Thursday, October 28, 2021

Ten Days of Terror!: Tales from the Darkside: The Movie

Film: Tales from the Darkside: The Movie
Format: DVD from Sycamore Public Library on the new portable.

At least this time I knew it was going to be an anthology, so I’m not going to go through my normal rant about how horror movies seem to be in a symbiotic relationship with anthologies. Tales from the Darkside: The Movie is the big-screen spinoff of the 1980s television series started by George Romero. The show was a darker, more violence-tinged version of The Twilight Zone or The Outer Limits. Rather than being bent toward psychological thriller, Darkside was generally straight horror, with monsters and supernatural beasties abounding. And so, the movie is going to lean in that same direction.

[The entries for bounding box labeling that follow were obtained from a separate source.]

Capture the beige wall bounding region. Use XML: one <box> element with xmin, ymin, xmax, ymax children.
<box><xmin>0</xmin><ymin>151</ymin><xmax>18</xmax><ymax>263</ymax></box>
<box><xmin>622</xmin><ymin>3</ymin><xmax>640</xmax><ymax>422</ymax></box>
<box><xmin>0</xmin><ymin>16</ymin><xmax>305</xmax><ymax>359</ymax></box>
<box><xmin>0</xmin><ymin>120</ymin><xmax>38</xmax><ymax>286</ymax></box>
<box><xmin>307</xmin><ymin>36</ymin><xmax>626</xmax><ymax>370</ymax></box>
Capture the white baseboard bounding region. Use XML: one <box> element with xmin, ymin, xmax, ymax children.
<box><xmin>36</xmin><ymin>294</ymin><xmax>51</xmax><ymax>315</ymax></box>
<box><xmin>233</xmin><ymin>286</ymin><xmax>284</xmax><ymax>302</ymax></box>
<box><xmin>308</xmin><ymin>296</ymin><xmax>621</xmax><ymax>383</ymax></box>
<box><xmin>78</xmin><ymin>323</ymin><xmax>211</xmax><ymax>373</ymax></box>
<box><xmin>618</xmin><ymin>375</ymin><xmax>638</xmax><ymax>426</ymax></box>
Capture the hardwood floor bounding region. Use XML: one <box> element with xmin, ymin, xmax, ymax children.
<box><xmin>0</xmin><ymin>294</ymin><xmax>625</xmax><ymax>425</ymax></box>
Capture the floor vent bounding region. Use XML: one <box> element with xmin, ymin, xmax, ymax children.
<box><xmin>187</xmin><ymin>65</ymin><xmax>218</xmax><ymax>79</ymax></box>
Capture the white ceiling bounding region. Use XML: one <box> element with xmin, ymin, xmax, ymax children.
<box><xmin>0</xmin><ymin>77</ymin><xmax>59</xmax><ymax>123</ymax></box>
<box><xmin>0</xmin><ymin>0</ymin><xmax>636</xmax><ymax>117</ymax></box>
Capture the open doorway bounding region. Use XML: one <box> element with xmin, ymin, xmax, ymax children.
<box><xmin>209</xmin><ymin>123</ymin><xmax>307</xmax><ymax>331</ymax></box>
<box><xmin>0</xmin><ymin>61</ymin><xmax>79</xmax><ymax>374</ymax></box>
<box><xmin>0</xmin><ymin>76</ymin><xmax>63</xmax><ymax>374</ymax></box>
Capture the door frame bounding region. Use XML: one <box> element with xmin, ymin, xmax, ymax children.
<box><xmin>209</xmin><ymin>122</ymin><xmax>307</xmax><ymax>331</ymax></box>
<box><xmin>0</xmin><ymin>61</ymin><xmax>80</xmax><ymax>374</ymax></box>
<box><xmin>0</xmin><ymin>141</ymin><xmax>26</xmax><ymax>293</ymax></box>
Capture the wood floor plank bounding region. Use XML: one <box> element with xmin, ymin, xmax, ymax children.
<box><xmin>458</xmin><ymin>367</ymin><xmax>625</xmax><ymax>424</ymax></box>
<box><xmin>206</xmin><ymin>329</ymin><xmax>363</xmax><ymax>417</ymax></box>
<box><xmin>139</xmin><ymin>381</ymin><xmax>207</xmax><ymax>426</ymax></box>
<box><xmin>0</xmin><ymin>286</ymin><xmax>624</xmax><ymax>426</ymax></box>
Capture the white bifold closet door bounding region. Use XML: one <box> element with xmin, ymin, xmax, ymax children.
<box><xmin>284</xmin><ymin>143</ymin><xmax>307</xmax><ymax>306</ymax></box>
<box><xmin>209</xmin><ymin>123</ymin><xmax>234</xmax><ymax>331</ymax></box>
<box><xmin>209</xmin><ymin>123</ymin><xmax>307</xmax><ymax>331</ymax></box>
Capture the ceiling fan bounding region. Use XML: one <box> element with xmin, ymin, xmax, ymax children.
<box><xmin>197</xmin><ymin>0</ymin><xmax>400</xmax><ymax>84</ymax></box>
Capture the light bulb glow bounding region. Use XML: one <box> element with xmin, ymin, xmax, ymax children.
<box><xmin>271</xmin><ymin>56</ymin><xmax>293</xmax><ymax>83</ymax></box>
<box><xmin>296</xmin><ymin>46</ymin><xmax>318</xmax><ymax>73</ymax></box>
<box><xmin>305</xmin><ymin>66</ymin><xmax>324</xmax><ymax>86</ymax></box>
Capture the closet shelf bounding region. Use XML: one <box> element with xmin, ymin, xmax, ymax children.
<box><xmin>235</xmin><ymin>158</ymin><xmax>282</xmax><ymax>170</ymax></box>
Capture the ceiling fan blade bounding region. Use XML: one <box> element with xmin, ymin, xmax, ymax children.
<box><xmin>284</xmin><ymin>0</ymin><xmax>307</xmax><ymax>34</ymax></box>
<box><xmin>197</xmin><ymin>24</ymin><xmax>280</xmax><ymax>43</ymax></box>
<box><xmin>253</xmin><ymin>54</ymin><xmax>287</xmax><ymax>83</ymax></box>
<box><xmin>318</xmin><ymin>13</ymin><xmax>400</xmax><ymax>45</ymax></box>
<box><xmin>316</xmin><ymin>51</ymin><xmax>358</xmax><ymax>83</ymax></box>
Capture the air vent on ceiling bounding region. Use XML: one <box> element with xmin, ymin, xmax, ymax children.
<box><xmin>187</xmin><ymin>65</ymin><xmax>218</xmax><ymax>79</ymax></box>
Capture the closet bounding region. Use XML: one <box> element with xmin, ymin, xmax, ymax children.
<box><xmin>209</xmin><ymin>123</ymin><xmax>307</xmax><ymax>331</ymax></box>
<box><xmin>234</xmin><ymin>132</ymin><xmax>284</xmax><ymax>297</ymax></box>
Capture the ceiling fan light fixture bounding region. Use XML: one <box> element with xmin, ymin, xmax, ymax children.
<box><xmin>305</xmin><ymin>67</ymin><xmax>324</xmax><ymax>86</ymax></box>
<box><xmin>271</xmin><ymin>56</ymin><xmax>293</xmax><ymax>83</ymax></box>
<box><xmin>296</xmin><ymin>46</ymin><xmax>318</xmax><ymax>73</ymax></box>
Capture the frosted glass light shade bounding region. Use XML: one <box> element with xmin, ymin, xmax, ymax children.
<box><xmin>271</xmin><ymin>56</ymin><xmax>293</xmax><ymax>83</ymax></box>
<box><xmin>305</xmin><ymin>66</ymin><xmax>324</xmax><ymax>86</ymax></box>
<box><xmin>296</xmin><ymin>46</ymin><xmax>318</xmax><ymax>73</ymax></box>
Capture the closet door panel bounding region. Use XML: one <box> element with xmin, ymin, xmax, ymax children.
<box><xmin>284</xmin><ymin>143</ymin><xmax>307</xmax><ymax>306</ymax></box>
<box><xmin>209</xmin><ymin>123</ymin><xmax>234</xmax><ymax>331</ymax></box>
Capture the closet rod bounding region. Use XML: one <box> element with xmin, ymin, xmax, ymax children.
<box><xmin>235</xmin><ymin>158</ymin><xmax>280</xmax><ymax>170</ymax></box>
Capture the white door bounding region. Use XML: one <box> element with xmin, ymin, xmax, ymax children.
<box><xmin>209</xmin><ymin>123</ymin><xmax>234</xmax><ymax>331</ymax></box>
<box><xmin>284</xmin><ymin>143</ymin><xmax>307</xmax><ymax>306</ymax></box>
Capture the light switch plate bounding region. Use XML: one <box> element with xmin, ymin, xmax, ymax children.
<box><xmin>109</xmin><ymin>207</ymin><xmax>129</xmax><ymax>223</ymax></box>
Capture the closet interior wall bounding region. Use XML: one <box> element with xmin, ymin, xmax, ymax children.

The good news is that there are just three stories here, plus the short framing story. Our framing story involves a woman (Debbie Harry), who is preparing for a dinner party. It’s soon evident that her main course is Timmy (Matthew Lawrence), a young boy she has captured. Timmy, hoping to delay her, tells her scary stories Arabian Nights-like from a book she has put in his cage. After each, we jump back to the framing story for a moment as Timmy’s fate gets closer and he starts to narrate his next tale.

With only three stories, we should get a decent running time for each. Unlike an anthology that tries to cram too many pieces into running time or gives us a bloated running time, Tales from the Darkside is manageable. That would be even better if the stories used that extra space to do something more interesting than just set up the moments that end in one character or another being killed.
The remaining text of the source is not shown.